Last January, I highlighted one of the more unlikely submarine cable plans that I had seen out there, connecting East Asia directly to Europe via the Arctic Ocean. Well whether the same protagonists are involved or not it seems as if the idea itself is still alive, as yesterday WFN Strategies signed on to help design and implement the Arctic Fibre cable system.
Canadian-based developer Arctic Fibre is planning a 15,137km build that would offer the lowest latency route between Northern China and Japan to Northern Europe by taking fiber through the Bering Sea, the Northwest Passage, and Greenland's iceberg alley. It will also hook up some very far-flung locations in Canada's Nunavut and North West territories to the rest of North America via a link to Clarenville in Newfoundland. Helping the business case would be the bandwidth needs of the defense and scientific arms of the Canadian government.
Plans are for the Newfoundland-Iqaluit leg to be constructed in Q3/2013 and the other legs the following summer.
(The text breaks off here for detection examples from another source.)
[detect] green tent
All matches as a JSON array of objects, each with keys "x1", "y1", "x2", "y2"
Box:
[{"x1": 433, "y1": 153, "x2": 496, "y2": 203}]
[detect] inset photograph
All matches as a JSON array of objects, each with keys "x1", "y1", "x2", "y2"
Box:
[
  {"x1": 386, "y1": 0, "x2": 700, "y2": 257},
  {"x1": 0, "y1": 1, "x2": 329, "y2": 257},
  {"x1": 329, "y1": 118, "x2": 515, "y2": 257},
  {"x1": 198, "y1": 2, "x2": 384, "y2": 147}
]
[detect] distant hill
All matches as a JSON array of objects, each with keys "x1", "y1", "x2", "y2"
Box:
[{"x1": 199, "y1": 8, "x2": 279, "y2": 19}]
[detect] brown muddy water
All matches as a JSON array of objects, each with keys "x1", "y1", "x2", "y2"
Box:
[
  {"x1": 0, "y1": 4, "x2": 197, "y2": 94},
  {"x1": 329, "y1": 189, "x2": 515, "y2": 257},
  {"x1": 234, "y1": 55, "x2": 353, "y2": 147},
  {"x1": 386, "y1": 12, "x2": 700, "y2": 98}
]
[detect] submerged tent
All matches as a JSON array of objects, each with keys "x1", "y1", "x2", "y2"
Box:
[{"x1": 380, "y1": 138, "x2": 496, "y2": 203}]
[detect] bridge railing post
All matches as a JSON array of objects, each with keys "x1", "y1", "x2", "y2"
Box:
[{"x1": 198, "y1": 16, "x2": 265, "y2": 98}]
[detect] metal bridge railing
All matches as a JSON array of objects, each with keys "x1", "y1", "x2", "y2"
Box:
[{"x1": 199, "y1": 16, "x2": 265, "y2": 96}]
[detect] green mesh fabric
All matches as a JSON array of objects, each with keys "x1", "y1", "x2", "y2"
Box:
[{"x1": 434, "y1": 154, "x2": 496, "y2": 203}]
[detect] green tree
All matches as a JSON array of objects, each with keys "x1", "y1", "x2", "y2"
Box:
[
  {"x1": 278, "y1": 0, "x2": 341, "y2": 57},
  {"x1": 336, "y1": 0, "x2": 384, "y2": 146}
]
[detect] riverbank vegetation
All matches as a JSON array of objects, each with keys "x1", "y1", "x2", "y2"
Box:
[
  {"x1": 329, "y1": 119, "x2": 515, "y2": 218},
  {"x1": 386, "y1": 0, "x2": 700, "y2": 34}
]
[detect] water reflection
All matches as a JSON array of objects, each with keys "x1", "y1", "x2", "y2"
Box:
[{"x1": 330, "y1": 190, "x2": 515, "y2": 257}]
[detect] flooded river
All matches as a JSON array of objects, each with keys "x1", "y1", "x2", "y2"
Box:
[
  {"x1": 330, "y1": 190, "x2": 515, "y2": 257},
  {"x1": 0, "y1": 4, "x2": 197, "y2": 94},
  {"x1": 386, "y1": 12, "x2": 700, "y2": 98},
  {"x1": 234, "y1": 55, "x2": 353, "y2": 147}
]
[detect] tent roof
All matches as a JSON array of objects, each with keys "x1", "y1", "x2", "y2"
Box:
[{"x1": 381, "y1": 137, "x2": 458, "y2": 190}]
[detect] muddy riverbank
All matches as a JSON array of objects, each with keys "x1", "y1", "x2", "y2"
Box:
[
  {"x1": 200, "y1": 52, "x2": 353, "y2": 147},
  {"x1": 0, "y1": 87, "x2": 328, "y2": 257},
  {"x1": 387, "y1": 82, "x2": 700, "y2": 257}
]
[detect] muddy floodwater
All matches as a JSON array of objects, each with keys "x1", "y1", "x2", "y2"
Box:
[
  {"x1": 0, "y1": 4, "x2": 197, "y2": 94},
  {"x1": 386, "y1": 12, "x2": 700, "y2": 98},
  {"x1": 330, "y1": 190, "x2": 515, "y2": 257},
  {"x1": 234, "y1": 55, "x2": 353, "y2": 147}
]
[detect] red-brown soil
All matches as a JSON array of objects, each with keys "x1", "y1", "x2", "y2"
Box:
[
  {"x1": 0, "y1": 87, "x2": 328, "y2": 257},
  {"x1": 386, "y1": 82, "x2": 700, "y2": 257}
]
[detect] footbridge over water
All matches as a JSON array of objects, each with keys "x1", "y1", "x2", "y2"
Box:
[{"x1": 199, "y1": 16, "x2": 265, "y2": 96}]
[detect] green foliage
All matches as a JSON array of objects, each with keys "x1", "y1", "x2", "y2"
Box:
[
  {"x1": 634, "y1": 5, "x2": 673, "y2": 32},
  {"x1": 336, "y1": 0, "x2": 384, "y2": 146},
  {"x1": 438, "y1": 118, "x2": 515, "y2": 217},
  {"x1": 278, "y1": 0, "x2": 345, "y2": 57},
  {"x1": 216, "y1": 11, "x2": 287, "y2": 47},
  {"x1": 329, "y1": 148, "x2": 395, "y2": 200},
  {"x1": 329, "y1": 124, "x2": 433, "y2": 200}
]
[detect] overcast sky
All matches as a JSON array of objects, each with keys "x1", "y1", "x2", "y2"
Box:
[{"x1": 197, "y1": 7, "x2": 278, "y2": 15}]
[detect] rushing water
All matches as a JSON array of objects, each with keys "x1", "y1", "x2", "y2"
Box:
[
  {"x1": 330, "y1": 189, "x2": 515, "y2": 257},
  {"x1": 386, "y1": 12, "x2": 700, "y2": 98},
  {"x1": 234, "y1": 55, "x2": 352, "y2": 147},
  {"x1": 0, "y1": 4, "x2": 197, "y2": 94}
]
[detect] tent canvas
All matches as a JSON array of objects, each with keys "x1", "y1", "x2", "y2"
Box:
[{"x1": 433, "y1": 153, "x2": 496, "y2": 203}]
Of course 15,137km of fiber through some rather forbidding oceanic routes is going to cost rather a lot of money, which apparently will be financed by several international carriers and Canadian financial institutions, as yet unnamed.
I think there are challenges yet to be overcome in getting this thing off the ground, but I hope they do. It's always interesting to watch technology pushed to the limit. In addition to guarding against mere fishing boats and such, they'll have to worry about details like ice scour and damage from iceberg keels. And then there's the question of what to do if there's a cable break in January when the whole region is frozen over. Wait until Spring?